The participants decide upon their future business after a training and assessment of skills and possibilities. “For one week, we learned about business management and selecting an enterprise,” says Vestina, a Congolese refugee living in the Kyangwali settlement in Western Uganda. “I had an interest in operating the mobile money business since it doesn’t require a separate office space.”

The Mobile Money Service is a popular alternative for banks in Africa, allowing users to store, send, and receive money using their mobile phones. One can also buy items in shops, pay bills, or withdraw cash at authorized agents. As a mobile money agent, Vestina receives a commission when customers use the service.

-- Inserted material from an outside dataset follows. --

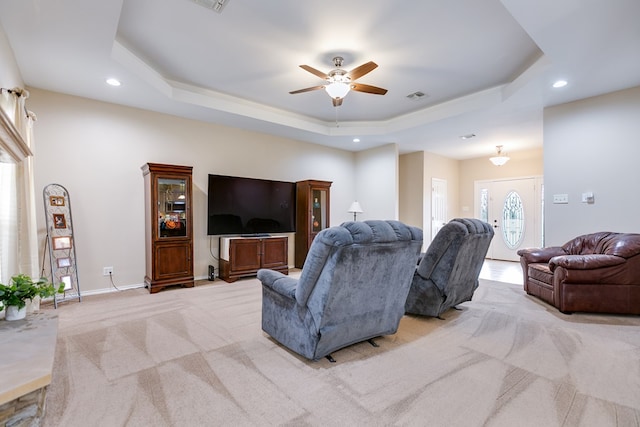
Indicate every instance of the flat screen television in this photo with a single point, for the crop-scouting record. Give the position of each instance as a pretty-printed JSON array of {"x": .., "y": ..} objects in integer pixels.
[{"x": 248, "y": 206}]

There is more than just the financial gain. Women benefit significantly from having more agency over household finances, LWF Uganda grants manager Heidi Lehto notes. “Given that denial of resources is among the most predominant types of gender-based violence in refugee households, the socio-economic impact of income-generating activities to women trickles down; mothers tend to prioritize children’s wellbeing,” she says. “We have seen an increasing trend of domestic economic abuse during the COVID-19 lockdown and are committed to safeguarding the most vulnerable by supporting them with skills and resources”, Lehto adds.

Realize their own potential

After less than a year, change is visible: many participants report that they are finally able to buy enough food and have been able to improve their diet. They use the money they generate from their businesses to pay for school fees and reinvest to grow a business. “We are surviving and steadily developing,” says Vestina, now a successful agent in the mobile money business.

We are not only surviving but also steadily developing.
Vestina, mobile money agent and refugee from DRC

Amal, who started with farming, and worked as a seamstress, now also owns a motorcycle and a shop for spare parts bicycles. During the COVID-19 pandemic, LWF and UNHCR contracted her to sew face masks for refugees in the Palabek settlement. Her income was high enough to send her children to a private school. “Without this project, I would not have realized what I am capable of today,” Amal says.


The project has been funded by the Bureau of Population, Refugees, and Migration (PRM). 250,000 refugees and their hosts have received assistance. Parts of the project focused on youth or on particularly vulnerable groups.

LWF in Uganda works with refugees and vulnerable communities, providing livelihoods, protection and quality services in refugee settlements and host communities of Adjumani, Moyo, Rwamwanja and Kyangwali.